Les limites des remises en liberté
L’efficacité des mesures contre le trafic d’animaux sauvages dépend fortement des ressources locales. Dans certains cas, les capacités opérationnelles ou les moyens financiers manquent. Les ONG signalent également des coûts supplémentaires liés à la coopération avec les autorités.
Au Laos, par exemple, certaines interventions ont donné lieu à des frais pouvant atteindre plusieurs centaines de dollars par opération de sauvetage. Ces obstacles structurels ont un impact direct sur le nombre de saisies réussies.
Malgré cela, les lignes d’assistance fournissent des données importantes sur les modes de trafic, les itinéraires et les espèces concernées. Elles sont ainsi considérées non seulement comme des outils de sauvetage, mais aussi comme des systèmes d’alerte précoce face aux nouvelles tendances du commerce illégal.

Les pangolins sauvés nécessitent souvent des soins médicaux intensifs.
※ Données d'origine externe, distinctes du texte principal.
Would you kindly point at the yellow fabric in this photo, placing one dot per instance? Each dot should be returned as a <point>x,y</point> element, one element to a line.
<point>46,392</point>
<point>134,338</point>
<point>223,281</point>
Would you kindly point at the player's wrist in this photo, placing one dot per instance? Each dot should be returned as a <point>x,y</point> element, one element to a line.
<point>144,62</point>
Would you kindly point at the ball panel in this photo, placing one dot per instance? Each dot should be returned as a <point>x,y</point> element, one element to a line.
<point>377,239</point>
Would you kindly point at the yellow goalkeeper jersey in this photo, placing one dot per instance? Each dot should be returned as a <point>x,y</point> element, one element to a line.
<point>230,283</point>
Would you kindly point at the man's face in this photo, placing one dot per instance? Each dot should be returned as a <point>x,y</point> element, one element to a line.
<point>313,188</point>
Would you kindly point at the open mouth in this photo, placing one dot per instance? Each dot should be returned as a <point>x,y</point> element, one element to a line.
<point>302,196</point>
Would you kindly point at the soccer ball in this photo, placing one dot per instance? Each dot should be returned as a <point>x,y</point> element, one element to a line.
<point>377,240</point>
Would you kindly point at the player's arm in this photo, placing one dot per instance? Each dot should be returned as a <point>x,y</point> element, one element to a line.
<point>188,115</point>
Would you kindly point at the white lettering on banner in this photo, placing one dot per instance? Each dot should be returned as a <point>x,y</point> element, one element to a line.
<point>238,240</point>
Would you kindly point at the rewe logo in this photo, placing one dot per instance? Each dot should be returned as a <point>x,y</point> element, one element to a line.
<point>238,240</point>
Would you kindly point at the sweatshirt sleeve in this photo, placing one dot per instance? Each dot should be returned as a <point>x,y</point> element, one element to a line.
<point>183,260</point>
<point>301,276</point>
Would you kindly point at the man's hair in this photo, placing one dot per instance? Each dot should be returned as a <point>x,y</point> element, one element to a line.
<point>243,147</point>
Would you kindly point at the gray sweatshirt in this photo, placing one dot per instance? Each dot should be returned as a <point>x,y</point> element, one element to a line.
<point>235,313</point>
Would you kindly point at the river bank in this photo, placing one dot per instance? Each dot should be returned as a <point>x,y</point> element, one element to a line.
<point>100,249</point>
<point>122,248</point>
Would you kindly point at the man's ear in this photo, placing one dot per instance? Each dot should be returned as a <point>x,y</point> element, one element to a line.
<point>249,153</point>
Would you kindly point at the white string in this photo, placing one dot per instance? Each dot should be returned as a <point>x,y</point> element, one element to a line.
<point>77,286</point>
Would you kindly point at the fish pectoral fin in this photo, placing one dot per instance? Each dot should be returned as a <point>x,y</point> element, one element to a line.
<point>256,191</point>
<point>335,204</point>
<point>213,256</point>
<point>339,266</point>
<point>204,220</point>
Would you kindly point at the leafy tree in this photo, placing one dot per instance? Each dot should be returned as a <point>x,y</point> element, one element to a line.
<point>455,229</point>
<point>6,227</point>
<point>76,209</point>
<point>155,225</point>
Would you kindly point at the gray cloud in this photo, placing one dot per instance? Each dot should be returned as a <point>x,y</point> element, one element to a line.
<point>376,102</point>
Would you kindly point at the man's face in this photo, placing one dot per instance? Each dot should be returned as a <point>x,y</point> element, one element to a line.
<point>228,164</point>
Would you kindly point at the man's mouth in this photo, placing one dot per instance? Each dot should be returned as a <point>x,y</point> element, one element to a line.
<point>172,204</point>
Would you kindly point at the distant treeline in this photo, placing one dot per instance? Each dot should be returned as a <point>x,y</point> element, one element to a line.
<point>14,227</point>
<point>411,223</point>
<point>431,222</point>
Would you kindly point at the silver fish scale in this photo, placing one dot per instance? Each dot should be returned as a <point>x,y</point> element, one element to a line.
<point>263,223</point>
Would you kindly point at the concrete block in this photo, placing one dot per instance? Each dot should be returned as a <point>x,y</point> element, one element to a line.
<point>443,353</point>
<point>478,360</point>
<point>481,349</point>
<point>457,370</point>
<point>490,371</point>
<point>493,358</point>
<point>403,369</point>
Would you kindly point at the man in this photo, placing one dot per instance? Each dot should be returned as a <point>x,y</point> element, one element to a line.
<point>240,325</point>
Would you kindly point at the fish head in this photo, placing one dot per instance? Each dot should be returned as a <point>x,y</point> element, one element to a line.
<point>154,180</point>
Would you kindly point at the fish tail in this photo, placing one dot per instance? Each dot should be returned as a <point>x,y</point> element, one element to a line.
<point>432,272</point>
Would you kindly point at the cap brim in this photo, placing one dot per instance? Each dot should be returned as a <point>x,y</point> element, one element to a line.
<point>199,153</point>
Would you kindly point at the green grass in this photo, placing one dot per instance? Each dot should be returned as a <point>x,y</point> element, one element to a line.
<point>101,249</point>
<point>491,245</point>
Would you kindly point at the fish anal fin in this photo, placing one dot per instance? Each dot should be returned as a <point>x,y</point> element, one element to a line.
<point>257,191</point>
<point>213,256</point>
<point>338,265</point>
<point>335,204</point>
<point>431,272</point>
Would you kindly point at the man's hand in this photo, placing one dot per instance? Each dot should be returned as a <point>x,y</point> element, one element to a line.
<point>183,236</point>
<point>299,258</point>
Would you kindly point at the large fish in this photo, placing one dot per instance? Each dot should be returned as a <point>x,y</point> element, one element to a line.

Ces animaux sont extrêmement sensibles au stress et se nourrissent exclusivement de fourmis et de termites, ce qui complique leur prise en charge en captivité.
Dans de nombreux pays, les structures spécialisées capables de répondre à ces besoins font défaut. Les ONG assurent donc souvent les premiers soins et la stabilisation des animaux avant leur transfert vers des centres de protection.
Le retour à l’état sauvage est complexe. Les animaux sont souvent retrouvés loin de leur lieu de capture d’origine, ce qui complique une remise en liberté adaptée à leur espèce. Dans le pire des cas, les relâchers peuvent entraîner la mort des animaux ou des comportements inhabituels. Malgré cela, les pangolins sont encore considérés comme pouvant être réintroduits dans la nature, à condition qu’ils survivent à la capture et au transport
Le commerce des pangolins demeure un problème mondial. Ces animaux se trouvent au cœur d’un réseau mêlant demande, contrebande et répression limitée des trafics.
Dans le même temps, le nombre élevé de saisies réussies grâce aux lignes d’assistance et aux ONG montre que les signalements de la population sont devenus un facteur décisif dans la lutte contre le commerce illégal d’animaux sauvages.